Les plans stratégiques: outils modernes indispensables à la fois aux entreprises publiques et aux partis politiques
La Côte d’Ivoire, ces dernières a fait des plans stratégiques de développement des entreprises publiques, un passage obligé, de l’efficience de leur gouvernance. A cette politique, est associée l’élaboration de contrats de performance signés par les dirigeants sociaux.
Bien que détenant les compétences de sa compétence, la puissance publique (l’Etat) prend soin, malgré tout, de se mettre à l’abri de divers aléas, en dégageant des axes stratégiques assortis de plans d’actions opérationnelles.
Sans faux fuyant, chaque entreprise publique fait l’état des lieux à travers une analyse SWOT.
Sans tricherie ni complaisance, les facteurs internes et ensuite les facteurs externes sont pesés :
- Strengths (Forces) :
Les forces font référence aux initiatives internes qui obtiennent d’excellents résultats. Il s’agit des atouts sur lesquels vous avez un contrôle total. Pour analyser vos forces, posez-vous ces questions :
- En quoi notre entreprise se démarque-t-elle de la concurrence ?
- Quels sont nos avantages technologiques ou humains ?
- Weaknesses (Faiblesses) :
Les faiblesses de l’entreprise font référence aux initiatives internes moins performantes. L’identification de ces lacunes constitue le point de départ de votre amélioration. Demandez-vous :
- Sur quels points devons-nous nous améliorer ?
- Quelles ressources nous manquent pour obtenir de meilleurs résultats ?
- Opportunities (Opportunités) :
Les opportunités sont des éléments extérieurs à votre entreprise que vous pourriez exploiter pour vous placer dans une position concurrentielle plus forte. Demandez-vous :
- Quelles sont les nouvelles tendances du marché que nous pourrions capter ?

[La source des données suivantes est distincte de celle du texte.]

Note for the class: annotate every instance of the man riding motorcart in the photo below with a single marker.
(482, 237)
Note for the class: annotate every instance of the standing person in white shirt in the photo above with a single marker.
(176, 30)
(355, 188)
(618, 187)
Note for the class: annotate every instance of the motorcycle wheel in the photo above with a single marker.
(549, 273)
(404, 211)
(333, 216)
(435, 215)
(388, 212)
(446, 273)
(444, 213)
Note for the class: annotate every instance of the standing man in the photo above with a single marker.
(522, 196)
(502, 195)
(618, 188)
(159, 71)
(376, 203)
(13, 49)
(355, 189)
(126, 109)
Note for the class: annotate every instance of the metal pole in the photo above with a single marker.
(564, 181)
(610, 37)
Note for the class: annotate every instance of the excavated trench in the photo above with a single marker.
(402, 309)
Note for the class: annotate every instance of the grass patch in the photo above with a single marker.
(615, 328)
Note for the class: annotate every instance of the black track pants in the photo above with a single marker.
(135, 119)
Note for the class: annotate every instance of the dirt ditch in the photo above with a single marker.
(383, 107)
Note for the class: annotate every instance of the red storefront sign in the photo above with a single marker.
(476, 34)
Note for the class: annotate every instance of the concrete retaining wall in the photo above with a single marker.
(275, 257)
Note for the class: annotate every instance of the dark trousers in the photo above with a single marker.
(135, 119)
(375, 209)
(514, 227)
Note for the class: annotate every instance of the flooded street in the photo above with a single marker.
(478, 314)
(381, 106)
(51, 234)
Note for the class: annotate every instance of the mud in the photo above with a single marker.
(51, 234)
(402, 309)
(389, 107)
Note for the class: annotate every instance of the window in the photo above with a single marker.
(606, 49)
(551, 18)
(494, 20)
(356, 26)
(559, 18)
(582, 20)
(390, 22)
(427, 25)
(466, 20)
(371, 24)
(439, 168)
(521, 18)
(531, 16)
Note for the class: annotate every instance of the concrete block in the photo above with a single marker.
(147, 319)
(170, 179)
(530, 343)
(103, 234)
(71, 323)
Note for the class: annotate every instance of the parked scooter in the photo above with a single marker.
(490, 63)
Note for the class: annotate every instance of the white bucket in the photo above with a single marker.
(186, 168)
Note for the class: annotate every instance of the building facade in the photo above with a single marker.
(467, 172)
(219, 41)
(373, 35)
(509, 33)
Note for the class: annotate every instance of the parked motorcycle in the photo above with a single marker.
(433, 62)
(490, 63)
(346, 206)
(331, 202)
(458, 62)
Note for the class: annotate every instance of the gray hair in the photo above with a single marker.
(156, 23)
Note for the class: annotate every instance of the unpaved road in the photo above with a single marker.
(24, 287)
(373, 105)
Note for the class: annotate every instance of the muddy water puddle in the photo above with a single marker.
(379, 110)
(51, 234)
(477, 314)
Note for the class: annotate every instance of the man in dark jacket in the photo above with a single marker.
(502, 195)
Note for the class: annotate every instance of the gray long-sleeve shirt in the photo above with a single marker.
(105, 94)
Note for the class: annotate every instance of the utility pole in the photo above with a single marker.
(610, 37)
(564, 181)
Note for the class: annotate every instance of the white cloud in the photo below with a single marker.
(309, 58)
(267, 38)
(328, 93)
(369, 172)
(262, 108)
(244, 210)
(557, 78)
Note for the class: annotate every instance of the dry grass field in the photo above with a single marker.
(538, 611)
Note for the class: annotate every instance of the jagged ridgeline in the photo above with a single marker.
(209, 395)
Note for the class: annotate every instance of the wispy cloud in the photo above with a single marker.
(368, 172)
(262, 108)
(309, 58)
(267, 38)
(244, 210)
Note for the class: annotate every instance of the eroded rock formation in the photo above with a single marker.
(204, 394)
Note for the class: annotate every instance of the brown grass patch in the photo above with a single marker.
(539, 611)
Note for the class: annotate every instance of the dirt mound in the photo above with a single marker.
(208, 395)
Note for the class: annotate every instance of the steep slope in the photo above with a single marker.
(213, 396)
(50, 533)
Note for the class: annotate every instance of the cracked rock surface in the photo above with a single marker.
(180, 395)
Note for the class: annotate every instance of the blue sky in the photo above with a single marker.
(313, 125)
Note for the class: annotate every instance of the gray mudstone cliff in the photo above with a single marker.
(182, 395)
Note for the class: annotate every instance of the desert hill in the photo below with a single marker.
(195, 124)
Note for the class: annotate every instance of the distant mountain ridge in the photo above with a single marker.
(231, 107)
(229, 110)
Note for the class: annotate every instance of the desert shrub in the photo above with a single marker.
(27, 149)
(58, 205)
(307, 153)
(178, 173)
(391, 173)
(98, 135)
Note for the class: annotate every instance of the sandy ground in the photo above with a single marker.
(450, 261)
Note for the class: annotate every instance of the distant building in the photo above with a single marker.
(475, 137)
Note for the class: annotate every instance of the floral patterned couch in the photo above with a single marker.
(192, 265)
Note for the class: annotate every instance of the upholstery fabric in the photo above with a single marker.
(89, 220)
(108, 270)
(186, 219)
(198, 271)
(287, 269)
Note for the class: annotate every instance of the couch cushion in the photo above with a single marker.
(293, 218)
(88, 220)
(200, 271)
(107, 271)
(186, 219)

- Y a-t-il des changements réglementaires ou technologiques en notre faveur ?
4- Threats (Menaces)
Les menaces font référence aux domaines externes susceptibles d’entraîner des problèmes. Elles sont hors de votre contrôle, mais vous devez les anticiper. Demandez-vous :
- Sur quels points nos concurrents obtiennent-ils de meilleurs résultats ?
- Notre secteur subit-il une crise économique ou une pénurie de talents ?
NB : la démarche requiert aux analystes, un degré de sérieux, de sorte que généralement aucun dirigeant d’entreprise publique n’y associe ses larbins.
Par exemple, dans la rubrique menaces, l’hypothèse qui revient le plus souvent, c’est que ferait l’entreprise en cas d’éclatement d’une crise politique rendant impossible la tenue d’élection.
Mais le paradoxe est que, tandis que les démembrements de l’Etat ( les entreprises publiques et les EPN) élaborent des simulations d’hypothèses A, B, C, D…, les partis politiques parties prenantes de l’environnement socio-politique, pour la plupart du temps plombés par la vieille école, font peu de planification ni d’hypothèses, A,B, C.
C’est dans cette grisaille que se trouvent les partis politiques en Côte d’Ivoire.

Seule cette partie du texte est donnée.